As a feed, Thalassiosira is outstanding. Owing to its characteristic shape and size, it has for long been used successfully in aquacultural applications to raise bivalve molluscs such as clams and oysters as well as for larval shrimp. In the marine aquarium, it can be used to boost populations of copepods, which very often have a special taste for diatoms in particular. It may similarly be used to enrich brine shrimp just prior to use. It can also promote the growth of filter-feeding invertebrates such as tube worms, certain sea cucumbers, corals, and many other creatures. Regular additions of this hearty microalgae might even enable aquarists to keep highly desirable—but hard to keep—ornamental molluscs such as the beautiful flame scallop or the notoriously delicate feather sea stars. As such, it can allow the aquarium keeper to maintain a more diverse and certainly more interesting collection of animals.
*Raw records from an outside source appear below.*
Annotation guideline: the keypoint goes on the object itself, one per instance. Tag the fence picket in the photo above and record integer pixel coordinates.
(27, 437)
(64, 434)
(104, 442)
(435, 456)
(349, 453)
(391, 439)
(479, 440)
But that is hardly where the special benefits of feeding Thalassiosira end. It just so happens that it is packed with highly nutritious compounds. Like many other chrysophytes, it is capable of storing (and thus accumulating) certain lipids. These various fats and oils, including the omega-3 fatty acids, are essential for the long-term health of all marine animals. Thalassiosira also promotes high rates of growth and fast rates of repair, as it has a high protein and amino acid content. Though it is rich in amino acids overall, compared to other commonly used microalgal feeds, it has especially high concentrations of aspartic acid, serine, glycine, threonine, alanine, and isoleucine. Furthermore, its pigments help to maintain the rich coloration of animals that feed directly upon it, but may also indirectly brighten up fish that eat copepods that are gut loaded with it.
There is a good reason why so many aquarists and aquaculturists include Thalassiosira in their feeding regimens: it works. It is particularly useful for feeding phytoplanktivores that benefit from a larger cell size. It could certainly come to be the go-to feed for many challenging filter-feeding invertebrate aquarium species. Its unusually high protein and amino acid content can support fast growth and development. When used in a live product, it can even suppress the growth of nuisance algae in general and nuisance diatoms in particular. Undoubtedly, the judicious use of Thalassiosira can help to build a healthier, more balanced and more varied reef aquarium.
 Dring, M.J. The Biology of Marine Plants. New York, NY: Cambridge University Press, 1992.
 Delbeek, J. Charles and Julian Sprung. The Reef Aquarium: Science, Art, and Technology. Coconut Grove, FL: Ricordea Publishing, 2005.
 Hoff, Frank H. and Terry W. Snell. Plankton Culture Manual. 6th ed. Dade City, FL: Florida Aqua Farms, Inc., 1987.